Spotify's Rate Limiting Journey with Envoy: Design, Implementation, and Challenges

Introduction

Rate limiting is a critical component of modern distributed systems, ensuring fair resource allocation and preventing abuse. As Spotify scales to serve millions of users with high traffic volumes, the need for a robust, scalable rate limiting solution becomes paramount. This article explores Spotify's journey in developing a custom rate limiting solution using Envoy, focusing on the design, implementation, and challenges faced during the process.

Technical Background and Existing Solutions

Rate Limiting Fundamentals

Rate limiting involves controlling the number of requests a user can make within a specified time window. It is typically applied at the L7 HTTP layer and can be based on attributes such as IP addresses, user IDs, or request paths. Two key concepts are:

Static Buckets: Predefined attributes like URLs or upstream clusters.
Dynamic Buckets: Runtime-determined attributes like IP addresses or user IDs.

Evaluation of Existing Solutions

Spotify evaluated several existing rate limiting approaches, each with distinct trade-offs:

Local Rate Limiting: Offers flexibility but struggles with high cardinality dynamic buckets (e.g., IP addresses).
Global Rate Limiting: Provides cross-Envoy state sharing but requires external storage (e.g., Redis) and suffers from performance and cost limitations.
RLQS (Rate Limit Quota Service): Non-path-executed, reducing latency, but is still in development and introduces significant internal request overhead.
Cloud Services/CDN: Managed services simplify deployment but lack support for Envoy-layer attributes like upstream clusters.

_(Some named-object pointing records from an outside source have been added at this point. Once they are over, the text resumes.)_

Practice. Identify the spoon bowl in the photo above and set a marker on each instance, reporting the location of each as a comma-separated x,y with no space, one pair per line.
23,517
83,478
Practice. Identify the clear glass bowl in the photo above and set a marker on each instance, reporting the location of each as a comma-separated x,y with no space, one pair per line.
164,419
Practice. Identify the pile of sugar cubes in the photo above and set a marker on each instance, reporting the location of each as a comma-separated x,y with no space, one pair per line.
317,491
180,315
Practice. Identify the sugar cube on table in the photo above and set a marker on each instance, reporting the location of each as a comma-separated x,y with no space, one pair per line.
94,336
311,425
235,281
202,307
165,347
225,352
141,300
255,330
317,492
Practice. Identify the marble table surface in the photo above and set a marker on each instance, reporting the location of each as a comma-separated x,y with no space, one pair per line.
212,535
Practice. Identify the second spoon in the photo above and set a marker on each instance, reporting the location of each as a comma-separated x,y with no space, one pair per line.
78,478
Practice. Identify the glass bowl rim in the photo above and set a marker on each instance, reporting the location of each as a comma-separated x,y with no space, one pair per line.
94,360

Spotify's Use Cases and Challenges

Key Requirements

Spotify's rate limiting solution must address:

High-scale traffic: 1 billion requests daily, with peaks during major events.
Dynamic bucket support: Essential for attributes like user IDs.
Low latency and high throughput: Critical for maintaining user experience.

Why Existing Solutions Fall Short

Local rate limiting cannot handle high cardinality dynamic buckets.
Global rate limiting is operationally complex and costly.
RLQS is not production-ready and introduces excessive internal requests.
Cloud services lack support for Envoy-layer attributes.

Time Cop: A Custom Rate Limiting Solution

Design Goals

Time Cop was designed to:

Reduce system rigidity: Only enforce limits on abnormal traffic.
Enhance scalability: Avoid hard limits that could impact normal users.

Core Architecture

Aggregator: Uses consistent hashing to distribute dynamic buckets across aggregators, minimizing data migration.
Counting Mechanism: Reports request counts periodically rather than per request, reducing internal request volume.
Blocking Actions: Distributes blocking actions via Google Cloud PubSub to all Envoy instances, eliminating direct aggregator connections.

Comparison with RLQS

RLQS requires per-request communication, leading to high internal request volume and data migration challenges.
Time Cop mitigates these issues by periodic reporting and consistent hashing.

Envoy Extension Selection and Go Implementation

Language Evaluation

Spotify evaluated several options for Envoy extensions:

C++: Mature API but high development barrier and complex build process.
Lua: Simple but lacks background processing and custom metrics support.
Wasm: Experimental with unclear performance and documentation.
Go: Offers background processing, native Envoy metrics, and faster development cycles.

Choosing Go

Background Processing: Go Routines enable efficient counting and aggregation.
Native Metrics: Aligns with DevOps requirements.
Development Efficiency: Leverages Spotify's existing Go ecosystem.

Implementation Details

Envoy Filter: Written in Go using GBC (Go Buffer Channel) for communication with aggregators.
PubSub Integration: Ensures timely propagation of blocking actions.
Fault Tolerance: Aggregators can handle edge cases via consistent hashing redirection.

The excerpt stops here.